We’ve long believed fingerprints are like snowflakes, each one unique. This belief has allowed examiners to testify with a reasonable degree of scientific certainty that their conclusion (pointing at the defendant), “his prints were on the gun,” was true. Sure, there are the problems with human examiners seeing what they believed when determining whether the prints matched, because human error can always make science look bad, but the fingerprints themselves?
And sure, the number of matches, of “loops, arches and whorls,” which started at seven so many years ago and has since grown, and grown, and grown again, certainly suggested that examiners may have assumed too much in the early days, even though they testified then as now that their conclusions were both scientific and irrefutable. But now? Well, now they’re really conclusive. Don’t worry your silly non-scientific head about it.
The one constant in the use of fingerprint identification is the belief that prints were unique, that no two people would have the same “loops, arches and whorls” as another person, and so the examiner could authoritatively state that “his prints were on the gun.” Not maybe or sorta, but definitively.
And, indeed, recognition is slowly creeping in, not from the judicial side of the equation despite the putative role of judges as gatekeepers, but from the science side where the disgrace of constantly realizing that serious science is reduced to a joke by courtroom exaggeration of forensic “experts.”
While the Uniform Language forbids an examiner from making “the unsupportable claim that the pattern of features in two prints come from the same source to the exclusion of all others,” Holt said in his letter to the Justice Department, “it does allow examiners to say they ‘would not expect to see that same arrangement of features repeated in an impression that came from a different source.’”
See the cool trick played there? A bit of rhetoerical legerdemain and a false statement is wiggled into a quasi-accurate statement that is artfully designed to create the same false impression. They “would not expect” it? Crafty wording there.
But before believing that this call to cast facts before swine will turn trial from games to the “search for the truth” we keep pretending we can achieve, consider what the AAAS argues should be the accepted testimony from fingerprint examiners.
The Justice Department’s guidelines, Holt proposed, should instead instruct examiners to adopt more tempered language, which is backed by scientific evidence and steers clear of unsupportable claims.
Such language would allow examiners to note when two fingerprints display “a great deal of detail with no differences,” Holt proposed. Yet, such an observation would have to be accompanied with the admission that, “There is no way to determine how many other people might have a finger with a corresponding set of ridge features, but it is my opinion that this set of features would be unusual.”
Nuanced. More accurate, provided you squint a bit to gloss over the vagary of “a great deal of detail,” which defies precise definition. But to the ears of jurors who have been weaned on a belief that fingerprints are golden, if not platinum, will it make any difference in their understanding of the fact that “unusual” isn’t the same as conclusive?
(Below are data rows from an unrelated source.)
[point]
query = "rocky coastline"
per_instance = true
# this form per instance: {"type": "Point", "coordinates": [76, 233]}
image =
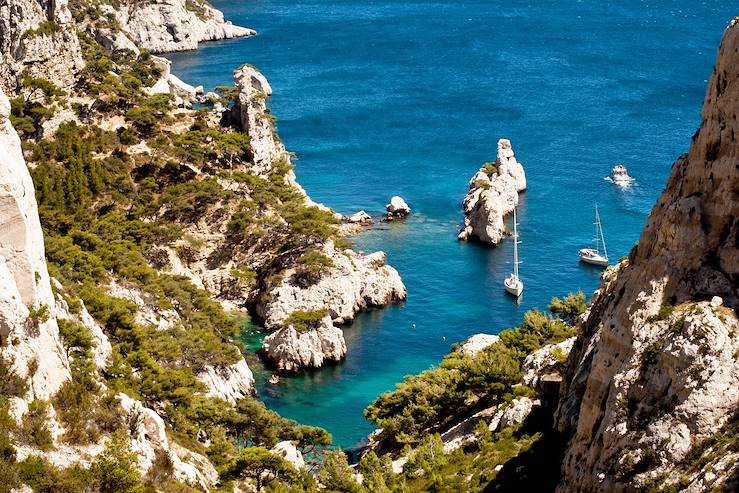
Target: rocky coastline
{"type": "Point", "coordinates": [493, 194]}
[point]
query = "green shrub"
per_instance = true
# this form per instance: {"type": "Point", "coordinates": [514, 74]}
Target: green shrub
{"type": "Point", "coordinates": [34, 429]}
{"type": "Point", "coordinates": [437, 397]}
{"type": "Point", "coordinates": [304, 321]}
{"type": "Point", "coordinates": [115, 470]}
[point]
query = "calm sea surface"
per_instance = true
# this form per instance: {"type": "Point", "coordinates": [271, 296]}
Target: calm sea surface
{"type": "Point", "coordinates": [381, 98]}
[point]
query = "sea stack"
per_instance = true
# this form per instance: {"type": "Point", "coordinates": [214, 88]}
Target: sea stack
{"type": "Point", "coordinates": [493, 194]}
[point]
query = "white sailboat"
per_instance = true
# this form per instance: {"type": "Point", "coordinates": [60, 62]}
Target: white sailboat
{"type": "Point", "coordinates": [593, 255]}
{"type": "Point", "coordinates": [513, 283]}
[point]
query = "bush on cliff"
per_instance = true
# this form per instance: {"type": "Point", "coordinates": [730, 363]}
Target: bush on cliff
{"type": "Point", "coordinates": [436, 398]}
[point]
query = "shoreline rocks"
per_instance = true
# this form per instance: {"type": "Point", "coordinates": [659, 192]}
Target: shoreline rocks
{"type": "Point", "coordinates": [354, 283]}
{"type": "Point", "coordinates": [397, 209]}
{"type": "Point", "coordinates": [174, 25]}
{"type": "Point", "coordinates": [493, 194]}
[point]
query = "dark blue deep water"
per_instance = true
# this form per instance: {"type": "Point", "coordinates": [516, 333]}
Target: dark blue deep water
{"type": "Point", "coordinates": [385, 97]}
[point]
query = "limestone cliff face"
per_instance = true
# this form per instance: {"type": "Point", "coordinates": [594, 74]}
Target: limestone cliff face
{"type": "Point", "coordinates": [254, 90]}
{"type": "Point", "coordinates": [493, 194]}
{"type": "Point", "coordinates": [174, 25]}
{"type": "Point", "coordinates": [29, 335]}
{"type": "Point", "coordinates": [37, 37]}
{"type": "Point", "coordinates": [644, 388]}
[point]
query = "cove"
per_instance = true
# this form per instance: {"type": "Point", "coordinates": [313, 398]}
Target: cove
{"type": "Point", "coordinates": [379, 98]}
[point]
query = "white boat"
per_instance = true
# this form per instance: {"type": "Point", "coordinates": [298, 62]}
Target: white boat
{"type": "Point", "coordinates": [620, 175]}
{"type": "Point", "coordinates": [513, 284]}
{"type": "Point", "coordinates": [593, 255]}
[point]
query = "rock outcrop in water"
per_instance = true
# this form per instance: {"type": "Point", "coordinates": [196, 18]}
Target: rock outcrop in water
{"type": "Point", "coordinates": [290, 350]}
{"type": "Point", "coordinates": [38, 38]}
{"type": "Point", "coordinates": [493, 194]}
{"type": "Point", "coordinates": [650, 397]}
{"type": "Point", "coordinates": [174, 25]}
{"type": "Point", "coordinates": [354, 283]}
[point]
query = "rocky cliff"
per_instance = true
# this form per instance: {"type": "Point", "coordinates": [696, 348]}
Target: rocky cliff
{"type": "Point", "coordinates": [37, 38]}
{"type": "Point", "coordinates": [29, 336]}
{"type": "Point", "coordinates": [650, 396]}
{"type": "Point", "coordinates": [493, 194]}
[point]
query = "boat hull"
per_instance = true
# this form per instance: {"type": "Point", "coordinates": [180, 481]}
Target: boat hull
{"type": "Point", "coordinates": [593, 258]}
{"type": "Point", "coordinates": [513, 288]}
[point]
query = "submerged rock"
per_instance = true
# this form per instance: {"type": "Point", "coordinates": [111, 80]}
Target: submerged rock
{"type": "Point", "coordinates": [355, 282]}
{"type": "Point", "coordinates": [493, 194]}
{"type": "Point", "coordinates": [174, 25]}
{"type": "Point", "coordinates": [653, 374]}
{"type": "Point", "coordinates": [397, 208]}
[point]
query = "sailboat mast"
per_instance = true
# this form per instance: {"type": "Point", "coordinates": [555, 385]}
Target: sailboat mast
{"type": "Point", "coordinates": [597, 230]}
{"type": "Point", "coordinates": [515, 245]}
{"type": "Point", "coordinates": [600, 231]}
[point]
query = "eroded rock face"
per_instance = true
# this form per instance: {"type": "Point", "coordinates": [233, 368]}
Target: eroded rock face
{"type": "Point", "coordinates": [229, 383]}
{"type": "Point", "coordinates": [291, 351]}
{"type": "Point", "coordinates": [168, 25]}
{"type": "Point", "coordinates": [354, 283]}
{"type": "Point", "coordinates": [254, 91]}
{"type": "Point", "coordinates": [52, 53]}
{"type": "Point", "coordinates": [477, 343]}
{"type": "Point", "coordinates": [28, 341]}
{"type": "Point", "coordinates": [492, 195]}
{"type": "Point", "coordinates": [639, 391]}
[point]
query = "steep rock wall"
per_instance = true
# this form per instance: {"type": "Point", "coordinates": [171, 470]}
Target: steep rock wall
{"type": "Point", "coordinates": [493, 194]}
{"type": "Point", "coordinates": [28, 341]}
{"type": "Point", "coordinates": [37, 37]}
{"type": "Point", "coordinates": [644, 388]}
And what of the gatekeepers, our judges, who have similarly been weaned on the admissibility of prints when they weren’t accurate means of identification but were allowed to be offered anyway? Will they revisit historical decisions to reject expert testimony that is calculated to prejudice the jury with junk science and the false certainty of its practitioners? After all, what juror is equipped to reject the testimony of a fingerprint examiner who testifies that it would be “unusual” rather than to a reasonable degree of scientific certainty? They’re still admitted as experts, and the jurors are not.
What we keep learning as science advances is how many of the things in which we believe turn out to be not quite as believable as we thought. Yet, we invariably ignore this constant under the belief that at this stage in scientific development, we finally have a conclusive answer, just as we believed that a decade ago, 50 years ago, 100 years ago. Of course, we were wrong then, but surely we’re right this time.